Donald Macalady, professor of geochemistry at Colorado School of Mines in Golden, told UPI: "The exciting part of that paper is the application of that technique to the new materials and the fact that it enables you to look at chlorine in a variety of different organic materials. Where I part company a little bit with (Myneni) is I think he made an attempt to make some quantitative statements that I don't think were justified.
"I'm not trying to say this (work) isn't remarkable. It is remarkable and I think it's a wonderful application," Macalady told UPI, but added he wondered if it would be possible to refine the technique to get more quantitative results.

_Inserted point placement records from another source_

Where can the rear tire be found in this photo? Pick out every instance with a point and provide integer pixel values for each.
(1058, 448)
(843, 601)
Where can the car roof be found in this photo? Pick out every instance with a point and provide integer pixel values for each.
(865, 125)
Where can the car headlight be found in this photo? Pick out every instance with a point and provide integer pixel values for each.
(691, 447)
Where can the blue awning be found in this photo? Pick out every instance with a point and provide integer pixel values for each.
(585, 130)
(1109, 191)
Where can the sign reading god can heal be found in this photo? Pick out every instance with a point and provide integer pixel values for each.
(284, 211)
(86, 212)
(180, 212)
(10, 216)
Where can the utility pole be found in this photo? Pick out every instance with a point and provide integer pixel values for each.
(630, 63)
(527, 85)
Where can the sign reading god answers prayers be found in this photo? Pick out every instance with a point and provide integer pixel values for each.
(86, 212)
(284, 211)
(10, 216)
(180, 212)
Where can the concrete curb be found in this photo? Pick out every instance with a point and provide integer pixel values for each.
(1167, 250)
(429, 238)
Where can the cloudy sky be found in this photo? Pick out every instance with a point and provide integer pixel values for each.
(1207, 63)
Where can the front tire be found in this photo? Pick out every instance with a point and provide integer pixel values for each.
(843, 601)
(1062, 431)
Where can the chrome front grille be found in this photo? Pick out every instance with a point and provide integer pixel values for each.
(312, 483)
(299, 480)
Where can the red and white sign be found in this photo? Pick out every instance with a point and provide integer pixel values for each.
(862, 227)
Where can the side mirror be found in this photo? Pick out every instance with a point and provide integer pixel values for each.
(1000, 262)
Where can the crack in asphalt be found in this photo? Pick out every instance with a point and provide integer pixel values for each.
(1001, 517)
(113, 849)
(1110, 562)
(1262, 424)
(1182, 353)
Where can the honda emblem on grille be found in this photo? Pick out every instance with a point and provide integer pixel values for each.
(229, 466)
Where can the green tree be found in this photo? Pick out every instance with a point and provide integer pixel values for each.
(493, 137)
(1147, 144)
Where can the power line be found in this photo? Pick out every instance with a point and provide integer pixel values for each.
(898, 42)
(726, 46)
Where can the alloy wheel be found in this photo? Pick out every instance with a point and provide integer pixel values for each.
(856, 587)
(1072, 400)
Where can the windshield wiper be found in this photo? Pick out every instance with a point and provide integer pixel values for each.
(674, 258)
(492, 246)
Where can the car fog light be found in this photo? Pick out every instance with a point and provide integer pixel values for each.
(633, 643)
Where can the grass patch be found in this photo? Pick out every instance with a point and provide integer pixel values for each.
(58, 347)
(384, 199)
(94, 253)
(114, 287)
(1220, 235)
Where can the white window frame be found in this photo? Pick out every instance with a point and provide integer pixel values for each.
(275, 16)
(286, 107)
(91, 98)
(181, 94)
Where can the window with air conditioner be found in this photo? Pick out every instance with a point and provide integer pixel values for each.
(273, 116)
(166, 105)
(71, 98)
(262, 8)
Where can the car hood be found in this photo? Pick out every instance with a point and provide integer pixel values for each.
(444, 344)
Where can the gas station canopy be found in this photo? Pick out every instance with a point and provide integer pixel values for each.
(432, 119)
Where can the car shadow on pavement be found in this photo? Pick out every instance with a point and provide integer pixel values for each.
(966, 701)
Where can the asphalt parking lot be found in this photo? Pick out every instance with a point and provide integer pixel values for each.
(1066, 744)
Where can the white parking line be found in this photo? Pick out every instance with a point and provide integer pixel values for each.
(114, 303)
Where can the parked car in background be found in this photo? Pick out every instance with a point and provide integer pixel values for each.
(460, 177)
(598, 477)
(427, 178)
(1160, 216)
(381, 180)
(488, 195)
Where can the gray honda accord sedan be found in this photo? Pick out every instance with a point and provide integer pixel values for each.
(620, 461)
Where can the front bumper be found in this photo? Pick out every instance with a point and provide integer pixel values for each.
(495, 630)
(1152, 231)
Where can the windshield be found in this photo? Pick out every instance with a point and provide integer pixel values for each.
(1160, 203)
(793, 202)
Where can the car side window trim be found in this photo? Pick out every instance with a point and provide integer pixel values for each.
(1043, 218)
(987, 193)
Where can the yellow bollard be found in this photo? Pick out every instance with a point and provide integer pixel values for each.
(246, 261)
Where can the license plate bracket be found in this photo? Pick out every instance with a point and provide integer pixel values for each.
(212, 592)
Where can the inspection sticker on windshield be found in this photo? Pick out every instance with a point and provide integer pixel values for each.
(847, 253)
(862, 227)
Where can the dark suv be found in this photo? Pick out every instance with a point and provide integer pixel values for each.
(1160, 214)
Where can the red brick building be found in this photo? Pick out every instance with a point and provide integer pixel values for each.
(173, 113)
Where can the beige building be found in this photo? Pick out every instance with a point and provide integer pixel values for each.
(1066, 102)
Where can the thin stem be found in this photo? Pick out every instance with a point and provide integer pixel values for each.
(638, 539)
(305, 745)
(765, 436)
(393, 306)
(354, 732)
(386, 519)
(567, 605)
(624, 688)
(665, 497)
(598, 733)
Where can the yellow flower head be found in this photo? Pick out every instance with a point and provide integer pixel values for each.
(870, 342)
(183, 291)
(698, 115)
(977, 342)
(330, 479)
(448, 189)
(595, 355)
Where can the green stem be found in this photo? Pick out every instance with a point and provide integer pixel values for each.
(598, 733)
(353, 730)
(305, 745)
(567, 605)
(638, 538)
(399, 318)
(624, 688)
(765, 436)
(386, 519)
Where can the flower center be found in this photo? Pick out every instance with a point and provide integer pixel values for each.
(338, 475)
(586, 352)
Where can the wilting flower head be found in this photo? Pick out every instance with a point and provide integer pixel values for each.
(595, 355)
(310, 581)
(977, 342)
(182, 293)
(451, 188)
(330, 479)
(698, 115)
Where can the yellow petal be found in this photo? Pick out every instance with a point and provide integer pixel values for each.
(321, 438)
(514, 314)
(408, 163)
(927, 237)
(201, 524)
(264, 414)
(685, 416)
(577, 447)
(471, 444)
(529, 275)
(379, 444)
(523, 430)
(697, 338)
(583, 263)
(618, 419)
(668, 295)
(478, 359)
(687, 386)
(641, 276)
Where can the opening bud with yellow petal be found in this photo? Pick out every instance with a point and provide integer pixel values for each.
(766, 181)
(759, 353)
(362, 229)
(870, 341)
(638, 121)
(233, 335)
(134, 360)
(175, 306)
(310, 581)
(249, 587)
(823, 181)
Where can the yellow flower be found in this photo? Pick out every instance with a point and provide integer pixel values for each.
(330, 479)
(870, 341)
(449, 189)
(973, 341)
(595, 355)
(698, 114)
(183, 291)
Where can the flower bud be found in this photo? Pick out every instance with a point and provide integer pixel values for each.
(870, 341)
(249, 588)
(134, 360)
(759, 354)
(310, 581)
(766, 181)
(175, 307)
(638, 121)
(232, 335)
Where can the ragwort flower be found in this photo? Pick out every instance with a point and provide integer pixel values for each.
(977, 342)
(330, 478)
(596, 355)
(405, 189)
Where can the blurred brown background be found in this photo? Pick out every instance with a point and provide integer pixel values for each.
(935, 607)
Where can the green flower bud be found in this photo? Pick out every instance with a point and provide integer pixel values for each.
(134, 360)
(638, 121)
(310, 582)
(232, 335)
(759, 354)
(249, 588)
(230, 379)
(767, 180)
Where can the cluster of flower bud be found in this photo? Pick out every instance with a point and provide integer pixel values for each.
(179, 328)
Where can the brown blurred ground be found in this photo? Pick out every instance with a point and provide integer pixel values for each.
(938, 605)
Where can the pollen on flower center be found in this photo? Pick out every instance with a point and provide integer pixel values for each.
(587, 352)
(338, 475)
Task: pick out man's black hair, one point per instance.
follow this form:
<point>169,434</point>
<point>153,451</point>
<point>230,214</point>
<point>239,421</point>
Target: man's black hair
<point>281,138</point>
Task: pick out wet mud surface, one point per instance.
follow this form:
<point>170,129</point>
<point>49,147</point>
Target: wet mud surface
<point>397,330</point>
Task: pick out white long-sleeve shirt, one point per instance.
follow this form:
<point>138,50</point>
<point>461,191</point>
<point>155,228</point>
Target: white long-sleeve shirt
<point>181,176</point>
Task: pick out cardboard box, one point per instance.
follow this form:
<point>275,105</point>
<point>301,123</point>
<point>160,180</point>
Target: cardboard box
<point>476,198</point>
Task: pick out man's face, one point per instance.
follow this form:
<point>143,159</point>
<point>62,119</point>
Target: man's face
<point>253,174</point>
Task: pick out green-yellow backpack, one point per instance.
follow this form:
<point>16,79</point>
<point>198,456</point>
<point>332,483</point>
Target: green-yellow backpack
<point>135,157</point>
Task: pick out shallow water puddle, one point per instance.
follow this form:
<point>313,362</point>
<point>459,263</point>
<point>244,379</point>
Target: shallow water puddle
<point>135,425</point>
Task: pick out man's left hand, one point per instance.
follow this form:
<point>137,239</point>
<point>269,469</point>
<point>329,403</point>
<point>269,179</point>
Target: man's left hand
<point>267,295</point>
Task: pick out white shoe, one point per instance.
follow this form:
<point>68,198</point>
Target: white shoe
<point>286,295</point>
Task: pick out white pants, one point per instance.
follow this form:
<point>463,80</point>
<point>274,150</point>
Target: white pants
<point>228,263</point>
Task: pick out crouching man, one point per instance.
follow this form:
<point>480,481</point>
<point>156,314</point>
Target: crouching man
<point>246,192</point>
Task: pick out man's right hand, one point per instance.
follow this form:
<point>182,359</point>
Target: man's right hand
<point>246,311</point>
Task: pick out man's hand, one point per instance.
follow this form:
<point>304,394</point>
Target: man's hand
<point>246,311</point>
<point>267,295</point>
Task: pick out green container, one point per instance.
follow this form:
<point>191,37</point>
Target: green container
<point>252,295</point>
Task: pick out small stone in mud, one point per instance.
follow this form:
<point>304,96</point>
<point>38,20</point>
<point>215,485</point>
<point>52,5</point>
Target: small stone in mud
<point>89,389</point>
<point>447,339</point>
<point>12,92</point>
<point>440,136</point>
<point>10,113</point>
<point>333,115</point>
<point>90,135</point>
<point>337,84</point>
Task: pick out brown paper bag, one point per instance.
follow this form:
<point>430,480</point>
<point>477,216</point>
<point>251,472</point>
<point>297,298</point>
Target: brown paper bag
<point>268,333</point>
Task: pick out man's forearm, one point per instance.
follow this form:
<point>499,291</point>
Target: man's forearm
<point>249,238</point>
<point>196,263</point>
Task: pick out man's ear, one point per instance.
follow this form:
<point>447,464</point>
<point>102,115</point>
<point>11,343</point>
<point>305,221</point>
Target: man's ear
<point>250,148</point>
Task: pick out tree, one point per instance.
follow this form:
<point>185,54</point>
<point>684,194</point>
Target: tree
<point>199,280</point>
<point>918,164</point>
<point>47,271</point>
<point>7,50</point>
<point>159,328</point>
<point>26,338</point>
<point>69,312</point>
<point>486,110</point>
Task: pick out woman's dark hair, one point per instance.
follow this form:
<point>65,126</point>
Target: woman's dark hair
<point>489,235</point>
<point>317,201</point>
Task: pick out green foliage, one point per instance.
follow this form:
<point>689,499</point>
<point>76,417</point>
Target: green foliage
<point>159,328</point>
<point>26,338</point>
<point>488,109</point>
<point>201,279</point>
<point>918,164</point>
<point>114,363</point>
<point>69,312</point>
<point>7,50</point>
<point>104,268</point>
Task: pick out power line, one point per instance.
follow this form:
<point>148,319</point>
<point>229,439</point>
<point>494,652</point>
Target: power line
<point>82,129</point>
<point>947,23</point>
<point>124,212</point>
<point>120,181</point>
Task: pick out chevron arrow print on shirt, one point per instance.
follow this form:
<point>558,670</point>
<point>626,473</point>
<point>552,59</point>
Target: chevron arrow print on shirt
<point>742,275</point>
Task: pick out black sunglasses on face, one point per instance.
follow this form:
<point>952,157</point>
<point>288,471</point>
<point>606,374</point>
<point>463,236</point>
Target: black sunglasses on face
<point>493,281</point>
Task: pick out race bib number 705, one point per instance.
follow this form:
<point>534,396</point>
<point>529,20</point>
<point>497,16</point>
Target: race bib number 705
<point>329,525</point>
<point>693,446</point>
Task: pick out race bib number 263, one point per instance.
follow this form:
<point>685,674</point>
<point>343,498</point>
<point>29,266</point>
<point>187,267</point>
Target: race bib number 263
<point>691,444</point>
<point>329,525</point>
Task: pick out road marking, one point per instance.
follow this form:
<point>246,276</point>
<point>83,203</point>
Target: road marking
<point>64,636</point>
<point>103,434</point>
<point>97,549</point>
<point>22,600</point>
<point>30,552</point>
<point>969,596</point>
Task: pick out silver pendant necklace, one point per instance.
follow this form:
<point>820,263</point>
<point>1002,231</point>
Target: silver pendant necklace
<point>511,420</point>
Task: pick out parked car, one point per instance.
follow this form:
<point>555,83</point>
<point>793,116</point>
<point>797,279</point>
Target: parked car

Myneni said he has found levels of chlorinated hydrocarbons in decayed plant matter in the range of about 50 milligrams per kilogram of soil sample. According to Macalady: "No one has ever found anything anywhere near that high. If that were true that would be rather amazing."
Macalady wondered if some of the sites chosen were remote enough to be free of airborne contamination. Macalady said it could be a problem if people use Myneni's work to say, "'So, you found trace organic chlorine, that doesn't necessarily mean it's anthropogenic (man-made).
Professor William Casey, a geochemist at the University of California in Davis told UPI: "This is not a brand new result, but his very elegant method is a real advance."
Casey, in a commentary accompanying the article, said "it remains unclear whether the organic molecules are really progressively chlorinated during humification (weathering)."
Casey thinks the entire result is dependent upon the ratios of chloride ion to chlorinated hydrocarbons that show up in Myneni's results and does not show absolute amounts of chlorinated hydrocarbons.
But Myneni told UPI the criticism of his work -- that it is impossible to quantify his results -- is incorrect. He said the techniques he used do give quantitative results which leave little doubt the inorganic chlorine is converting to chlorinated hydrocarbons.